Microsoft’s Power BI is a powerful and popular self-service BI application. It allows reports to be developed at an incredible pace without compromising visualization flexibility or design, in addition to being many times more affordable than traditional Enterprise BI applications.
However, as great as Power BI is, it suffers from some of the same problems that all self-service BI applications do. Chief among them is the accuracy and security of the reporting data. Lucky for us, we still use our Enterprise BI application, which guarantees accuracy and security through a governed data warehouse. Leveraging our Enterprise BI application as a data source, while developing reports with Power BI, we can create a secure, accurate, and reliable workflow.
We’re not out of the woods yet, though. Let’s dig into some examples of how these aspects may become compromised by looking at some common workflows when using Power BI with an Enterprise BI application. For our purposes, we’re going to be using Oracle BI (OAC and OBIEE) as our Enterprise BI application.
Standard Integration Methods
The easiest method is to export an Oracle BI report to either an Excel or CSV file. In fact, most Oracle BI users already do this on a daily basis, so it’s an obvious and convenient method.
Exporting an Oracle BI Dashboard to Excel
Excel and CSV files can be imported into Power BI with no issue, making this option typically the primary choice. What if we’re looking for something with less manual labor?
The other approach we will consider is using Oracle BI as an ODBC connection. This approach is straightforward save for two exceptions: initial configuration (which we will cover later) and building queries. This approach requires the end user to be aware of and know, at a functional level, Oracle’s Logical SQL (LSQL). While some users may have knowledge of LSQL, we’re now adding Oracle BI requirements to the position of a Power BI report developer. That being said, at a functional level, this approach works.

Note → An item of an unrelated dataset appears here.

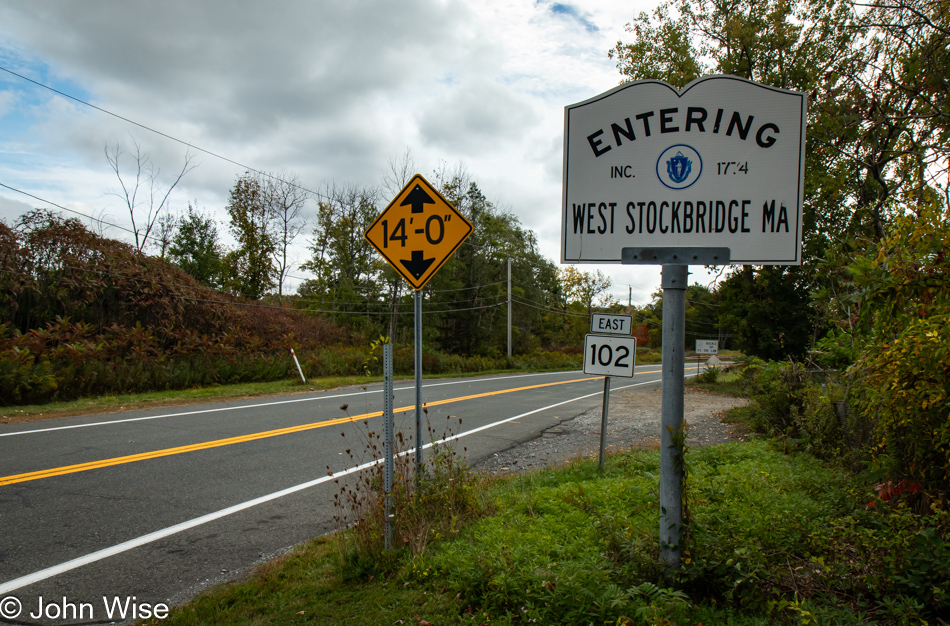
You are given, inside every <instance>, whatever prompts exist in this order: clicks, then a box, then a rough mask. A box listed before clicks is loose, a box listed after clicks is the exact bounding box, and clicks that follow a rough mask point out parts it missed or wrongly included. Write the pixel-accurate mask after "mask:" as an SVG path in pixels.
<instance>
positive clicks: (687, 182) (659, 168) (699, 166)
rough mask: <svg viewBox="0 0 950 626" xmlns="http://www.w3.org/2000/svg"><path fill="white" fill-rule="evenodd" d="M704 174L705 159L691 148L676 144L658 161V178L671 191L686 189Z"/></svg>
mask: <svg viewBox="0 0 950 626" xmlns="http://www.w3.org/2000/svg"><path fill="white" fill-rule="evenodd" d="M702 173H703V158H702V157H701V156H699V153H698V152H696V150H695V149H694V148H692V147H691V146H687V145H686V144H683V143H681V144H676V145H675V146H670V147H669V148H667V149H666V150H664V151H663V152H662V153H661V154H660V158H658V159H657V160H656V177H657V178H659V179H660V182H661V183H663V184H664V185H665V186H667V187H669V188H670V189H686V188H687V187H691V186H692V185H693V183H695V182H696V181H697V180H699V176H700V174H702Z"/></svg>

Shortcomings of These Methods
The approaches above are relatively simple, but they do have some drawbacks.
Excel or CSV exports are static in nature and can’t be updated automatically once exported from Oracle BI. This requires a new export to be periodically performed to ensure the data is up to date. It never looks good when a decision-maker asks why the numbers don’t match.
The last thing you want to see as a decision-maker.
A simple workaround for this is to use Oracle BI Agents, but a more sinister problem is exposed with these static data exports: data security.
Once a set of data is exported from Oracle BI, it no longer restricts the data based on any security rules. If your developers aren’t careful, sensitive data may become exposed to other parties. While not usually a showstopper, the disrespect of security is dangerous and must be approached seriously.
However, ODBC techniques do not suffer from the same shortcomings with data accuracy and security. Instead, they suffer from implementation complexity.
As said previously, end users are now expected to have an operational understanding of LSQL. While not a major downside, it can be inconvenient for developers. The more prominent issue is with configuring Power BI to utilize the ODBC connection Oracle BI exposes. There are several approaches to implement this functionality, all of which are outside the scope of this article.
That being said, none of the approaches are as simple as “build an ODBC connection string.” Most revolve around either modifying the RPD, re-distributing the DLL’s including in the Administration Tool, or putting the Oracle BI Server behind a custom interface. Suffice to say, we may want something more straightforward to set up and use.
Now that we’ve gone through some of the standard approaches, let’s think about what the perfect solution requires:
- The approach should require no additional modifications to the Oracle BI environment.
- The data should respect the security model and pull up-to-date data directly from Oracle BI.
- Power BI user workflows should not be majorly altered or inhibited by the solution.
Unify BI for Power BI hits all of the above marks and is the best method for using Oracle BI data in Power BI.
Using UnifyBI for Power BI
Let’s take a quick walkthrough of using UnifyBI for Power BI:
- First, we connect to UnifyBI in our browser and authenticate using our Oracle BI credentials.
- Once authenticated, we build the Oracle BI query using the UnifyBI workspace. This workspace allows the developer to use all Oracle BI functionality in a simple to use interface.
- Once the Oracle BI query is complete, we save the query by clicking the export button.
- Now, in Power BI, we use the UnifyBI connector to get the data.
- We supply our Oracle BI credentials once again, and also select the saved Unify BI query.
- The query is then executed using our authenticated user and returns the data to Power BI.
Compared to the other approaches, that was simple! We don’t have to make any sacrifices for our developers – the familiar Oracle BI functionality and familiarity is available without impeding their workflow.
UnifyBI for Power BI grants report developers the accuracy, security, and flexibility needed to perform their jobs quickly. With minimal setup and configuration, UnifyBI enables your organization to realize the greatest return of both your self-service BI and enterprise BI software solutions.